Kim Young-ran, former Chief Justice that worked as a judge for nearly 30 years and became the first female Chief Justice and head of the Anti-Corruption and Civil Rights Commission, is a bibliophile. She has a cultivated lifetime reading habit and becomes saddened when her time is compromised by screen time or Netflix. Your reporter met with Kim, who recently published an essay titled “Reading of the Times” at her research office at Ajou University on Oct 28.
Her love of books was at times bewildering to her fellow judge colleagues. Many asked her why she liked to read novels when she was a judge. She would reply: “Martha Nussbaum said that a judging on a case was like a reader reading a novel.
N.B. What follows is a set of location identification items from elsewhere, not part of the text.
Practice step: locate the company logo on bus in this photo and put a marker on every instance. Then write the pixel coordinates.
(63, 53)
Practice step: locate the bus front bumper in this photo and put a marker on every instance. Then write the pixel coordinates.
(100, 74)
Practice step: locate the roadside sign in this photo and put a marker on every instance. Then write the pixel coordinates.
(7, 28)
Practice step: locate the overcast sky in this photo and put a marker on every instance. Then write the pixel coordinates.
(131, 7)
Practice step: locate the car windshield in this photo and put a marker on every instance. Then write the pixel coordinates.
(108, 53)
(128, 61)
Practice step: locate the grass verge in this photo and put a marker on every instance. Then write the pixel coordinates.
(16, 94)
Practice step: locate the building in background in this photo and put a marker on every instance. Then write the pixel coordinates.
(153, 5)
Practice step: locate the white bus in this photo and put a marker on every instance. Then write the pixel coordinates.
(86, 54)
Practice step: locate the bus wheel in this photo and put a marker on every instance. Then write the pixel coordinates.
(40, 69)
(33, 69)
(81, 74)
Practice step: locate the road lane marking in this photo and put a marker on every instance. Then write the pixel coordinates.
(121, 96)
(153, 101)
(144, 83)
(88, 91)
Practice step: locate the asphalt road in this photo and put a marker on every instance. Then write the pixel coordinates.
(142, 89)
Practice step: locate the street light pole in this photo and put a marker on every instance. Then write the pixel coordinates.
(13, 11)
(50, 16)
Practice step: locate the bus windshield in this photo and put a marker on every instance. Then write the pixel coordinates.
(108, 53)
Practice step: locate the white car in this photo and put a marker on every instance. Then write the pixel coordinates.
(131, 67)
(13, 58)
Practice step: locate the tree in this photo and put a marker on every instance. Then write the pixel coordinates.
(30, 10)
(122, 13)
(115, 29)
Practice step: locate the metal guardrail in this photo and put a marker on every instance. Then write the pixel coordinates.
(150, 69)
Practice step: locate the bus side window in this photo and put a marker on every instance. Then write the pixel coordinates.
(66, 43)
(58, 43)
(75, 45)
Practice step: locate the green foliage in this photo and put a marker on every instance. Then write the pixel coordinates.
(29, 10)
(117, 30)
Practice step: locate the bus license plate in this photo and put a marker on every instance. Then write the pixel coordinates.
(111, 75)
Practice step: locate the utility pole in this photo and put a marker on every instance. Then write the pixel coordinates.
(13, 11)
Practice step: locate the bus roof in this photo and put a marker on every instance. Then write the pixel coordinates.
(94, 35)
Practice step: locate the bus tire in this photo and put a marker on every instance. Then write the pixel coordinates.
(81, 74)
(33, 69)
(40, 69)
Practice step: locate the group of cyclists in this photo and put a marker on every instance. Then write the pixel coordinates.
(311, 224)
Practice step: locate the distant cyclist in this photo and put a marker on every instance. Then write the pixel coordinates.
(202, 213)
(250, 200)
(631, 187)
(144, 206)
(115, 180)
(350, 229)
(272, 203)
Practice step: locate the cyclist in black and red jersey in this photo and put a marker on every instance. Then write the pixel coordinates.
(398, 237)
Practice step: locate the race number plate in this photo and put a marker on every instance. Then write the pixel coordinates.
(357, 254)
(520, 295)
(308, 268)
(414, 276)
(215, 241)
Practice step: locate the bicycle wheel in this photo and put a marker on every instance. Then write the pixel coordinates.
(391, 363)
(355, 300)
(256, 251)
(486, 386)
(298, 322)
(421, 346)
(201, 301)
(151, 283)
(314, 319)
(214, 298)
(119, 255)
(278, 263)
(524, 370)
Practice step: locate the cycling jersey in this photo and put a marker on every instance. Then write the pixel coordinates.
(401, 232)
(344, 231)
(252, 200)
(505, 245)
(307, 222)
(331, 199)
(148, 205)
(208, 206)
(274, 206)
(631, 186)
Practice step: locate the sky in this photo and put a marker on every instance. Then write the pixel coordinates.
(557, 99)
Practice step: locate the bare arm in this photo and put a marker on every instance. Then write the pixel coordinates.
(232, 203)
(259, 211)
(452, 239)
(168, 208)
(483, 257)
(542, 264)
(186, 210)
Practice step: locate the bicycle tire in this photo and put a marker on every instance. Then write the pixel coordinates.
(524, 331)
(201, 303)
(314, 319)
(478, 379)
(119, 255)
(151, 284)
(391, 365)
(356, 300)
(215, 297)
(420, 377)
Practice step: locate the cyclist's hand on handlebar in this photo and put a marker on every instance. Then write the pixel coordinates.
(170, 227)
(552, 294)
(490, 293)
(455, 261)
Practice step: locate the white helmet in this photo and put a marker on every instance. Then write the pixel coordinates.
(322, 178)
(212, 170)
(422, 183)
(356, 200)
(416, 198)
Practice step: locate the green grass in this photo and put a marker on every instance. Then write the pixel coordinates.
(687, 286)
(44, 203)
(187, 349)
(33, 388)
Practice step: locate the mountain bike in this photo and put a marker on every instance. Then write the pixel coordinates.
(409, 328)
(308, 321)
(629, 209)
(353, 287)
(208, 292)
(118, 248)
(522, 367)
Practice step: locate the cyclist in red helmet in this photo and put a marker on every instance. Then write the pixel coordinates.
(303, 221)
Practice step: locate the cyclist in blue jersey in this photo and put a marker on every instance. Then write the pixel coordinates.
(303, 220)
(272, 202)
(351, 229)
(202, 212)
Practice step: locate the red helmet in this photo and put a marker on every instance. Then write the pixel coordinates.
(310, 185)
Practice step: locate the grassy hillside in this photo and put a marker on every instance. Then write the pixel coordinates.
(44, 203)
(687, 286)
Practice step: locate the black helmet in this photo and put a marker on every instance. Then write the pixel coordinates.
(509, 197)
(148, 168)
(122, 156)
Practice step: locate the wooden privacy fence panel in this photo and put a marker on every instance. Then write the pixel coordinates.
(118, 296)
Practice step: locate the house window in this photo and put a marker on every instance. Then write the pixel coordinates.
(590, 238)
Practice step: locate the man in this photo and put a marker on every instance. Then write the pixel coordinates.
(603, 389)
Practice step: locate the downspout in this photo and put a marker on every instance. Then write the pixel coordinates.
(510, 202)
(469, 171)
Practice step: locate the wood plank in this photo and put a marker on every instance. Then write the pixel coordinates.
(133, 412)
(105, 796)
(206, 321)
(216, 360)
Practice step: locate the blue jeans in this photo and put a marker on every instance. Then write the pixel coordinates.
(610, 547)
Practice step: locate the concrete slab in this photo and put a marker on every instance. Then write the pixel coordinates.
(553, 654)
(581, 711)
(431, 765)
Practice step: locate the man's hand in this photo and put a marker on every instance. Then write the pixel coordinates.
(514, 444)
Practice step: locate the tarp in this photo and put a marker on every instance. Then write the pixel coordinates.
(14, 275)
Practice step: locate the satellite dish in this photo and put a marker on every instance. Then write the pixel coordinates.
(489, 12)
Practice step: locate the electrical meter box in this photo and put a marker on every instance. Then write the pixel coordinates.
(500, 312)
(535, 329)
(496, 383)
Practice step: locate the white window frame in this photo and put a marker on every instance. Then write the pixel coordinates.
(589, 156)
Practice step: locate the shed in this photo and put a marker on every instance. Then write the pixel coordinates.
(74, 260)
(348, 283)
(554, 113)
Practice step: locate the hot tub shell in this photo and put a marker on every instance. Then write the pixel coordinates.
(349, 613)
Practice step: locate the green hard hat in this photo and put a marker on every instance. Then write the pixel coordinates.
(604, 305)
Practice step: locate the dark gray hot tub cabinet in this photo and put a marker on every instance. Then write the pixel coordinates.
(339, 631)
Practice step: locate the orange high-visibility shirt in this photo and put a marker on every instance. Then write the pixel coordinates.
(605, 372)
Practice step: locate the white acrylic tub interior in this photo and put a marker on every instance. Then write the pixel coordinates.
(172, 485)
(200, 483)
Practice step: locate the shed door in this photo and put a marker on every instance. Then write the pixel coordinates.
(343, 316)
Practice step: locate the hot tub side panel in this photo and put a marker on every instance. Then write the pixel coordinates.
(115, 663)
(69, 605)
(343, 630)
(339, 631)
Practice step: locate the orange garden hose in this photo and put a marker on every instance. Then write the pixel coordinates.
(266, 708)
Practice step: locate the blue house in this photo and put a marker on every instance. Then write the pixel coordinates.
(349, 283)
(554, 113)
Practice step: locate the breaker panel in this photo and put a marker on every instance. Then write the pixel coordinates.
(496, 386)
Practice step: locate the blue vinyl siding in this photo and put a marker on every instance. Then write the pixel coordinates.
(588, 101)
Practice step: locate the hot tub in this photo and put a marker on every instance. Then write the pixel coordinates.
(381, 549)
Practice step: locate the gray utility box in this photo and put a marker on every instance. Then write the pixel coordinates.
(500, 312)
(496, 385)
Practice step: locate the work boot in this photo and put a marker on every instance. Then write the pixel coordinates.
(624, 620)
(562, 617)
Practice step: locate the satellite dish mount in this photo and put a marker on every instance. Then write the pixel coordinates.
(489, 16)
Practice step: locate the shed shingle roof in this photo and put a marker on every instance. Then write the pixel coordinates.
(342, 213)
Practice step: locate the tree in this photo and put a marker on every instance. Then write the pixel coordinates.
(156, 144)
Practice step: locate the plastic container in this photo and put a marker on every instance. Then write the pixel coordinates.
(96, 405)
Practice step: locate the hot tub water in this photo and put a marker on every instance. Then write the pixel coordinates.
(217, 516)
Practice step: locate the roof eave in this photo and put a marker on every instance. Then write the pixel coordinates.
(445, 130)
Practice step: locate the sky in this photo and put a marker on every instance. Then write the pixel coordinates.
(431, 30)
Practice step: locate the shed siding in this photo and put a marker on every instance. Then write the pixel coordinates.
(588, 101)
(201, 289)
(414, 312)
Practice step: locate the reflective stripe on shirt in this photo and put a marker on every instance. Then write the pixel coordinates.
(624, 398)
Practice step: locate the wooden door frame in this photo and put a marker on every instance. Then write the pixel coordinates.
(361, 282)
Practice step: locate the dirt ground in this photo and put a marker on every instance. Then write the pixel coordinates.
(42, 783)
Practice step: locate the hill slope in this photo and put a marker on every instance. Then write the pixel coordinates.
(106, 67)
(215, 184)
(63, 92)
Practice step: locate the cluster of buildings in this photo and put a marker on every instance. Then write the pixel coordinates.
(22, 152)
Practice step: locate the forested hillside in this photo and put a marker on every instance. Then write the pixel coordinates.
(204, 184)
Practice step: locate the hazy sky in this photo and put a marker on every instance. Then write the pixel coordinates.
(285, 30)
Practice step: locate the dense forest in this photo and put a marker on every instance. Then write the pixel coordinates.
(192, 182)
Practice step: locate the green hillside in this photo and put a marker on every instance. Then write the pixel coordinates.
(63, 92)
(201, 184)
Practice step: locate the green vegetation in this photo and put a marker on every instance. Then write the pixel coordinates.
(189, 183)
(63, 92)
This is because the work of a judge trying to understand the stakeholders involved in a case is not very different from a reader seeking to understand what is happening in a novel.”
In her book, Kim introduces books by Doris Lessing (1919-2013), such as the Golden Notebook and The Memoirs of a Survivor, that depicted feministic perspective on society. She also said that Kafka’s book “The Castle” portrayed a gloomy prediction on the bureaucratic world.
We live in a world where storytelling and information has been dominated by visual media and the Internet. Even Kim, who spent her childhood reading a book before she fell asleep, admits that she now spends time checking on her smart phone messenger or watching dramas at night. She is still, however, a strong advocate of books providing a unique experience that no other media can.